Two of us are incapable of keeping track of boat time (one hour behind UTC, and UTC), leading to the others being woken an hour earlier than required for their watches. On coming down to wake the next watch, Petri finds both Ollie and Tom getting dressed and prepped for duty. “It’s like a railway station down there, ” he remarks drolly to Harry.
Harry has been trying to hone his celestial navigation skills. He is inordinately proud of having got his estimate of longitude correct to within a few miles, until it is pointed out that all that requires is the ability to tell the time (OK, so half the boat struggles with that) and to perform simple mental arithmetic.
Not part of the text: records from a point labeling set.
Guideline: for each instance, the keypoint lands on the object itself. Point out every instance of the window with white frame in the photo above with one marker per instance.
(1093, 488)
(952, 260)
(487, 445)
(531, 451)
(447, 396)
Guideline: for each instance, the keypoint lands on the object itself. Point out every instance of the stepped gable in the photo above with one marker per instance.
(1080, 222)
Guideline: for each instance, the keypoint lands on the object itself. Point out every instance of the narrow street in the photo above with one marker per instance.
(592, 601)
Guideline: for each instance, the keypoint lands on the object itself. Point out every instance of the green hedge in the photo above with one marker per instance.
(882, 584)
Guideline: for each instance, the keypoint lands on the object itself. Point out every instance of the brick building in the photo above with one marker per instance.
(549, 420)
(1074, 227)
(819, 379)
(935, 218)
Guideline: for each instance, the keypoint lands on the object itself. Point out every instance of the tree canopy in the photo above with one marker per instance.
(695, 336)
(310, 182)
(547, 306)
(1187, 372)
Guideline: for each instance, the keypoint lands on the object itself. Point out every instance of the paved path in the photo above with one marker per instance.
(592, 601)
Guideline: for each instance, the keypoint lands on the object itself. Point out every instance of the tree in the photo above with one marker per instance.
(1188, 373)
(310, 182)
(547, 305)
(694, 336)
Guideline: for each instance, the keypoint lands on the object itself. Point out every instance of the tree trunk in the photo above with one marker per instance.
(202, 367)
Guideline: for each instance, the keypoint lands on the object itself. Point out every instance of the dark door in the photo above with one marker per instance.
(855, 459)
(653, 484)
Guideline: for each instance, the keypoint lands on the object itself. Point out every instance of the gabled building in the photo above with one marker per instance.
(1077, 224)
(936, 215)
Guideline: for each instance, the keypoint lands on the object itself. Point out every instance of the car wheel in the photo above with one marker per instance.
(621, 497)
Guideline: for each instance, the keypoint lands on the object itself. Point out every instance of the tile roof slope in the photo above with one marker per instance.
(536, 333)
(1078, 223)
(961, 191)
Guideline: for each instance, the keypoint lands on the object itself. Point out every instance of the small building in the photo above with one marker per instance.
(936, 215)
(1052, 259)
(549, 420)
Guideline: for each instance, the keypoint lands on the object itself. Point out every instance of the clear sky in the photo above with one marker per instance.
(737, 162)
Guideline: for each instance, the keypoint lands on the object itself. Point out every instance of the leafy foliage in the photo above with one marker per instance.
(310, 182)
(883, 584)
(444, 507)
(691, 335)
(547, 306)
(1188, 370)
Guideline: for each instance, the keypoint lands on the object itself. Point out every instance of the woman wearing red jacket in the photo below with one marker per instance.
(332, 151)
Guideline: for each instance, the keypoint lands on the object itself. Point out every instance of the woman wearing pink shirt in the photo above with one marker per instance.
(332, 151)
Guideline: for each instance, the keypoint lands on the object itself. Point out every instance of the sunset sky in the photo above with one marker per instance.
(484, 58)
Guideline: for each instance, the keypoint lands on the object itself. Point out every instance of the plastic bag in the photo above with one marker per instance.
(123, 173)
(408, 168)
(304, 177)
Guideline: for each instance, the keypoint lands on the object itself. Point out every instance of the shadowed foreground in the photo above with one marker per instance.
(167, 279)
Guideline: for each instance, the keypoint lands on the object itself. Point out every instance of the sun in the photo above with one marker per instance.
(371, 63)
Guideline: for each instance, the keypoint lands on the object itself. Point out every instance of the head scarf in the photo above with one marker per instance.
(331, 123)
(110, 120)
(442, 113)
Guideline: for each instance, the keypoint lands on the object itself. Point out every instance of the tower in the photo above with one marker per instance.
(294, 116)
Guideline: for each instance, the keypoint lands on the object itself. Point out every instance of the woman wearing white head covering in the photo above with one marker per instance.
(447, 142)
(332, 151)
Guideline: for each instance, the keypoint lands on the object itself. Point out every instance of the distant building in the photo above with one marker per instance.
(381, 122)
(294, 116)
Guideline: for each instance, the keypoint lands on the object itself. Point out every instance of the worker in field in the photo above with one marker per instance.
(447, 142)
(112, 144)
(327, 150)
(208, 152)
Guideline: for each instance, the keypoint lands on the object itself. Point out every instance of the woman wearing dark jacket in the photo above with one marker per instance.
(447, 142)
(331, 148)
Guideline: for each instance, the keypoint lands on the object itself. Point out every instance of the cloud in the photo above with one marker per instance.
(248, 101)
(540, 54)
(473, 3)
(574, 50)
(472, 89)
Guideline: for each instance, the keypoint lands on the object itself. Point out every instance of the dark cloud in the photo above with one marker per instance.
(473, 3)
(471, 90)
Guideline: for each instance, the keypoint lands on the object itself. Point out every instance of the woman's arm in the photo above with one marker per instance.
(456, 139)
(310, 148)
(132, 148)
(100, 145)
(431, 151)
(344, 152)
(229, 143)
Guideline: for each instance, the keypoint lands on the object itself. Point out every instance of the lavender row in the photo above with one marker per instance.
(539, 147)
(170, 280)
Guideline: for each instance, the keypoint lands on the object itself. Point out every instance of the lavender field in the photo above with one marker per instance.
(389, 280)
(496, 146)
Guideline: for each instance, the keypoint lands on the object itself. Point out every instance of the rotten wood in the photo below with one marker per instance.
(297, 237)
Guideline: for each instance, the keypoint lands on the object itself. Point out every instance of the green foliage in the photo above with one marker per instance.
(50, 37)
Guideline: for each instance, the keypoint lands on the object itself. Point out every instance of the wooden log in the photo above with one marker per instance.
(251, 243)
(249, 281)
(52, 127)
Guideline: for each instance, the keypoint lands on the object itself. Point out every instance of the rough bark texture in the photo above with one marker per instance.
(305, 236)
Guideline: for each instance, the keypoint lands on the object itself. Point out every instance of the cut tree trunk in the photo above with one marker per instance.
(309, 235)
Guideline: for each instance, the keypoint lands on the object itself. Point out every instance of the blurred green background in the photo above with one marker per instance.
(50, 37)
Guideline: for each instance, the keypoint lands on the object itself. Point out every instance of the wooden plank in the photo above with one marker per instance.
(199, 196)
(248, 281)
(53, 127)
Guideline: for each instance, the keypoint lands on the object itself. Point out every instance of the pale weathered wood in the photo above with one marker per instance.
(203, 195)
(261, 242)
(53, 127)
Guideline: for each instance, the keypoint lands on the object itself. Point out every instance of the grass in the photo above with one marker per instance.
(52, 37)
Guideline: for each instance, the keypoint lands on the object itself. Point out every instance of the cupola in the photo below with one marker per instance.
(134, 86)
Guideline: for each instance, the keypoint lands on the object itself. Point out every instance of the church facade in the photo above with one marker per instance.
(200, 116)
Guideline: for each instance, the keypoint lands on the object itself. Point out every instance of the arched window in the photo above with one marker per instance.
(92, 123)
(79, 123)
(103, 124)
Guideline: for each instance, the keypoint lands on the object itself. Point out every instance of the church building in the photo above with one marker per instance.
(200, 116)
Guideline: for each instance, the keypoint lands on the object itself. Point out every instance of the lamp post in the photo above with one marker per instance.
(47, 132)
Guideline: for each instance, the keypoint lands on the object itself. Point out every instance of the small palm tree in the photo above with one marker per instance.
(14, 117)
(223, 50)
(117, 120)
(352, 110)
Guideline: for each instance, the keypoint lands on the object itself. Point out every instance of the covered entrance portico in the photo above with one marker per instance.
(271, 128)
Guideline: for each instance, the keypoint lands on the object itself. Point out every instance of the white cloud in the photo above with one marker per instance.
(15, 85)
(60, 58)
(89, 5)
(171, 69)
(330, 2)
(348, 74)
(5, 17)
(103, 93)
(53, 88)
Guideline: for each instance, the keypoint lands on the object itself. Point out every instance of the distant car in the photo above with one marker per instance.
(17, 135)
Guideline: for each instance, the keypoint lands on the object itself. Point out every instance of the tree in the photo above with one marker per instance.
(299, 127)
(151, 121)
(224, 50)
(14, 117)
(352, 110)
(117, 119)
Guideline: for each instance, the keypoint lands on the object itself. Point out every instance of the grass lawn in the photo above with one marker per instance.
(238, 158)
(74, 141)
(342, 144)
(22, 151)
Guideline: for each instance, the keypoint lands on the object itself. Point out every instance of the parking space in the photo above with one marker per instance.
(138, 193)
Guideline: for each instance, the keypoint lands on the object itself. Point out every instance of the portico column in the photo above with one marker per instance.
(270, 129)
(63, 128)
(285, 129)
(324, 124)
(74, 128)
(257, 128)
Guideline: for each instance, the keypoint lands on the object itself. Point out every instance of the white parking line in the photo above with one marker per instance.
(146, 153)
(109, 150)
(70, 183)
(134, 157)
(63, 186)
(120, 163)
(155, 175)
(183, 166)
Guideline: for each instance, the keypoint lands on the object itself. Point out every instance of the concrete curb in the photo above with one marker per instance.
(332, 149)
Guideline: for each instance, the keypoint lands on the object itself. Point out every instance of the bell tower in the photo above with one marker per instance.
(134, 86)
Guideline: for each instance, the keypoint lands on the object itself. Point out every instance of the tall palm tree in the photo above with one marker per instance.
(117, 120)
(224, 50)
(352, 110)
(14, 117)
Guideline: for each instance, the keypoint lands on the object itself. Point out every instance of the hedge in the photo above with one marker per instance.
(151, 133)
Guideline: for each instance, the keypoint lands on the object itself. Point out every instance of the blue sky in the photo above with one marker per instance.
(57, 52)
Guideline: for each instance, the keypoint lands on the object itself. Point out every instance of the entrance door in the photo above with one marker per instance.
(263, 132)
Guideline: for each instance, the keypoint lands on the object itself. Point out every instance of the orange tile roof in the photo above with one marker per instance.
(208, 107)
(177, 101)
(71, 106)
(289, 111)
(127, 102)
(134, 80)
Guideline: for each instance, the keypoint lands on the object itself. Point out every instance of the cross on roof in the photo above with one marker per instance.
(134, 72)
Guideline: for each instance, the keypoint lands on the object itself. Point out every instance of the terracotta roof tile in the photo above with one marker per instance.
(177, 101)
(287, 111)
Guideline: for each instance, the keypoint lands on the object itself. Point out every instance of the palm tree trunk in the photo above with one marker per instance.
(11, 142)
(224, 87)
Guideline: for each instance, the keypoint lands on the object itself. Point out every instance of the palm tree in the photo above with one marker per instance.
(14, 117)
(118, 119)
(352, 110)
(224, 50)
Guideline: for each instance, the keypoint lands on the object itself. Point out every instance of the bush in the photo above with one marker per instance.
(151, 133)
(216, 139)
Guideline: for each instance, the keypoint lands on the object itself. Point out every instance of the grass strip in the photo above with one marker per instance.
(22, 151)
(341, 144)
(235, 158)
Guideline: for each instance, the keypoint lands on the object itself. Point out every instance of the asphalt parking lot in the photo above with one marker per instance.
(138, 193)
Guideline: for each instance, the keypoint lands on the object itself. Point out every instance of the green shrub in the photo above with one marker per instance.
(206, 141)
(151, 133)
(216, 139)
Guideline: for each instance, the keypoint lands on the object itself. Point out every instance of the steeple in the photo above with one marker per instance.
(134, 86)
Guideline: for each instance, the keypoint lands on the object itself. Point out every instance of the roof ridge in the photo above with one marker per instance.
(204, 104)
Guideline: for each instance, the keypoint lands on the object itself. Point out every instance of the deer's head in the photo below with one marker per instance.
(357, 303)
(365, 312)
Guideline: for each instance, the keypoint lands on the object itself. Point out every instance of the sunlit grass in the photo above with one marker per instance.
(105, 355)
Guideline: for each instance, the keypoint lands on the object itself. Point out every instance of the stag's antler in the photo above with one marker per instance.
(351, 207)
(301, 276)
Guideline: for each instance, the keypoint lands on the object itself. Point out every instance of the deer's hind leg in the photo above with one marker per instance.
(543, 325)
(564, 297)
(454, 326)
On the matter of latitude, things are not nearly so peachy. But if this was still the Cape to Uruguay, we’d surely be in the lead. At least on paper.
Today is our last day out of contact with civilisation. Tomorrow we skirt around the area on the chart “ATBA – Area to be Avoided”. One wishes hand-drawn dragons and sea monsters on the chart but, no, this is the focal point of Brazilian oil-drilling efforts. I’m curious to see it. Others have described a rather dystopian scene of the rigs burning excess gas in the dark.
By Thursday, we should make landfall at Cabo Frio, before we start the most challenging part of the race – the part between there and Rio. In this section winds are notoriously light and fickle. Boats have been known to become becalmed for days literally in sight of the finish line. We consult our weather predictions with the same desperate desire as those in the past who believed soothsayers and auguries.
And we are really missing our spinnaker pole. Petri has fashioned a third out of the remnants of the two previous breakages, and while excellent for poleing out the foresail headed dead downwind, as we have been now for days – why do the forecasts lie? – it is now over a meter shorter than it was when we left Cape Town. Too short to fly a spinnaker, sadly.
So we continue to lose ground to Avanti (they are going to beat us by around 180 miles, or 7-8 miles per day. Some of that is due to our spinnaker problems (but all credit to them for sailing an excellent race – I suspect we would have been beaten by them regardless) and trying to fend off the two boats, JML Rotary Scout and Bolero, snapping at our heels… We are close to the end but the hard sailing may be yet to come.
And our arrival, hopefully on Thursday evening or Friday morning, will be timed perfectly: our stock of beer runs out on Thursday afternoon. Rio had better have a large supply of cold ones.